Sometimes it isn’t only market timing technical indicators that an investor can use to determine the overall market direction in stocks. Other indicators include being aware of the social and political events surrounding the stock markets. While not true market timing indicators, these non-technical but fundamental indicators can assist in understanding market direction.
The stock markets have had their best rally since December and the S&P 500 has added 2.1 percent in the past 5 trading sessions. However trading volume is at the lowest level since 2008 and mutual fund companies are undergoing significant withdrawals. An average of just 6.69 billion shares have been traded over the past 50 days which is the lowest on record over the past 3 years.
Market Timing Indicator – Low Volume
While not a true market timing indicator, low volume does have a history of supporting rallies. Thinly traded markets have a tendency to rise higher than they normally would. This could explain the decent rally the markets have undergone. The lack of investor conviction in the market also tends to support moves higher.
Little Bearish News
There also has been a lack of bearish news which has assisted those traders in this rally.
Despite the Greek “technical” default as they try to work out how many billions of dollars bond holders will lose, the impression that many investors have, aside from George Soros, is that Europe will weather their debt crisis and aside from Greece there will be no further defaults. Little has been said recently about Ireland which is in a terrible mess and will definitely see higher unemployment and no growth again in 2012. But as long as the news out of Europe is not “worse” it seems that investors are content to keep pushing stocks higher.

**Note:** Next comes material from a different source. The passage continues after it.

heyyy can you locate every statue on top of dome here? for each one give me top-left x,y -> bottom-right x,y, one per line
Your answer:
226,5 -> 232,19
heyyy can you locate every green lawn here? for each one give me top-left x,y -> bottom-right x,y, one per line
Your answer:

George Soros on the other hand is very bearish on the Euro and the European Debt Crisis in general. Perhaps he is short Euro bonds or the Euro and has been disappointed by the non-collapse of the Euro to date.
At any rate, market timing technical indicators are improving for European markets and the Euro VS the US Dollar.
Let’s look at today’s Market Timing Indicators and see what they are telling us about the market direction.
Market Timing / Market Direction For Jan 23 2012
Today market timing indicators are not changed much from Friday. The momentum market timing indicator remains stable but is not moving higher. Nonetheless this could be the result of the lack of buying I mentioned earlier.
MACD is grinding slowly higher but by very small degrees. But looking at the histogram, the rally has been a grinding process for many sessions now and the histogram still does not indicate any serious change in market direction yet.
The ultimate oscillator market timing tool is still overbought but not to a large degree and remember that overbought conditions can last a long time in a rally.
The rate of change is not overly bullish but it is not bearish either.
Finally the fast and slow stochastics are the two market timing indicators that right now are warning that the rally could be stalling out. Their readings are very high which in past rallies have been warning signs that the market direction is about to change. However markets can drift sideways for a number of sessions and low stochastic readings without the market direction actually tumbling.
Market Timing / Market Direction Summary for Jan 23 2012
Overall, my market timing indicators are “grudgingly” supporting the rally, but the Ultimate Oscillator and in particular the Stochastics are clearly showing that the market rally could be stalling here. I realize that the market timing readings have been showing this “stalling” of the rally for a few trading sessions now and we have continued to move higher.
Personally I am only selling puts on stocks that have dips as I want to keep a lot of cash back for what I believe should be a pullback soon. However for my stocks in my RRSP, I have been slowly selling out of the money covered calls over the past few days. In my retirement account I can only sell covered calls not cash secured puts or puts of any manner as the Canadian Pension laws do not allow for the selling of puts or naked covered calls in a registered retirement savings plan (RRSP). While our American neighbors are far more progressive in their pension accounts, there isn’t much I can do about it, so I use covered calls.
I will post an article tomorrow on my covered calls strategy I have used this year with Royal Bank of Canada stock (RY Stock), in which I used my market timing indicators to plot times to buy stocks and sell covered calls.
I explained last week what I see as target areas for any market pullback. While right now it seems like the markets just want to keep climbing, my market timing indicators do not agree and continue to tell me that the market may be reaching a short-term top for a breather.